Architecture overview¶

This is the map of how erm is put together — start here, then follow the links into each stage's design doc for the detail. For the vocabulary and the cross-cutting signal-processing ideas referenced throughout, see Concepts & glossary.

At the highest level, erm does four things, all on your machine:

Transcribe the audio to word-level timestamps (faster-whisper).
Detect filler regions — four passes that each produce candidate cuts.
Refine those cuts into clean, click-free splice points and combine them.
Render the result with ffmpeg — splicing (remove) or muting (silence), under a uniform room-tone floor — then optionally mux video and validate the output.

The pipeline¶

flowchart TD
    IN([input audio / video]) --> ASR["transcribe<br/><code>asr.transcribe</code>"]
    ASR -->|"words + timestamps"| DET

    subgraph DET["Detect &mdash; four passes (detect.py, fillers.py)"]
        direction TB
        P1["1 · word-list match<br/><code>fillers.find_fillers</code>"]
        P2["2 · gap fillers<br/><code>detect_gap_fillers</code>"]
        P3["3 · intra-word fillers<br/><code>detect_intraword_fillers</code>"]
        P4["4 · overlong words<br/><code>detect_overlong_words</code>"]
    end

    DET -->|"raw cuts"| REF["refine boundaries<br/><code>refine.refine_boundaries</code>"]
    REF --> MERGE["merge close cuts<br/><code>ranges.merge_close_cuts</code>"]
    MERGE --> INV["invert to keep-ranges<br/><code>ranges.invert_to_keep_ranges</code>"]
    INV --> SPACE["spacing knobs<br/><code>pad_cuts</code> / <code>inject_min_gaps</code>"]

    SPACE --> MODE{"--mode"}
    MODE -->|remove| RM["splice + crossfade<br/><code>ffmpeg_ops.render</code>"]
    MODE -->|silence| SIL["mute in place<br/><code>ffmpeg_ops.render_silenced</code>"]

    RM --> FLOOR["denoise + room-tone floor<br/><code>denoise_to</code> / <code>overlay_room_tone</code>"]
    SIL --> FLOOR
    FLOOR --> VID{"--video?"}
    VID -->|audio only| OUT([cleaned output])
    VID -->|keep picture| MUX["render + mux picture<br/><code>video.mux_av</code>"] --> OUT

    OUT -.->|"erm validate"| VAL["check duration / no-filler / A&sol;V sync<br/><code>validate.validate_output</code>"]

    click ASR "transcription/"
    click DET "detection/"
    click REF "render-pipeline/"
    click MODE "render-pipeline/"
    click FLOOR "denoise-and-room-tone/"
    click MUX "video-render/"

The detectors only ever propose cuts; everything after refinement is about turning that cut list into clean audio.
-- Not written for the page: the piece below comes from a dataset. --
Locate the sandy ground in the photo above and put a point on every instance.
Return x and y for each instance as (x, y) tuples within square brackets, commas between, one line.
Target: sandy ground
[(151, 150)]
The cut list is the unit of state that flows from detection all the way through to validation (see where state lives).

Module map¶

Module	Responsibility	Deep dive
`asr.py`	Whisper front end: verbatim prompt, word timestamps, CUDA→CPU fallback	Transcription
`fillers.py`	Default filler set, normalization, elongation matching	Detection
`detect.py`	The three audio-domain detection passes (gap, intra-word, overlong)	Detection
`envelope.py`	The shared frame-based RMS energy envelope	Concepts
`acoustic.py`	Sustained-vowel / pitch confirmation that guards the aggressive passes	Detection
`refine.py`	Energy-minimum + zero-crossing boundary refinement	Render pipeline
`ranges.py`	Cut merging, keep-range inversion, padding, min-gap injection	Render pipeline
`ffmpeg_ops.py`	Splice/mute render, crossfade scaling, denoise, room-tone overlay	Render pipeline · Denoise & room tone
`video.py`	CFR render, frame-snapped fades, A/V mux and conform	Video render & A/V sync
`validate.py`	Post-hoc invariants: duration math, no-filler-survives, A/V sync	Render pipeline
`models.py`	The `Cut` / `Word` data models	Concepts
`cli.py`	Argument parsing and orchestration of the above	CLI reference

Where state lives¶

erm keeps no database and no hidden state — the cut list is the spine. It is born in detection (one Cut per filler region), reshaped by refinement and the range operations, written to disk as JSON (--json, or auto-named beside the output), and read back by erm validate to check the render against the source.

flowchart LR
    D["detect"] -->|"list of Cut"| R["refine + merge + invert"]
    R -->|"keep-ranges"| RENDER["render"]
    R -->|"cut list JSON"| DISK[("cuts.json")]
    DISK -->|"--cuts"| V["erm validate"]
    RENDER --> V

The on-disk shape of that cut list (its fields and their meanings) is documented in Concepts → the cut list.

The five stage docs¶

Each covers one slice of the flow above in depth:

Detection — the four passes, the shared RMS-envelope substrate, and the sustained-vowel pitch confirmation.
Render pipeline — refinement, close-cut merging, crossfade scaling, remove vs silence, and the spacing knobs.
Video render & A/V sync — the --video path: sync by construction (CFR + frame-snapped shared fades), the tail conform, codecs.
Denoise & room tone — the denoise routings and the room-tone overlay that gives the output a single uniform noise floor.
Transcription — the verbatim prompt that makes filler detection possible, and the device fallback.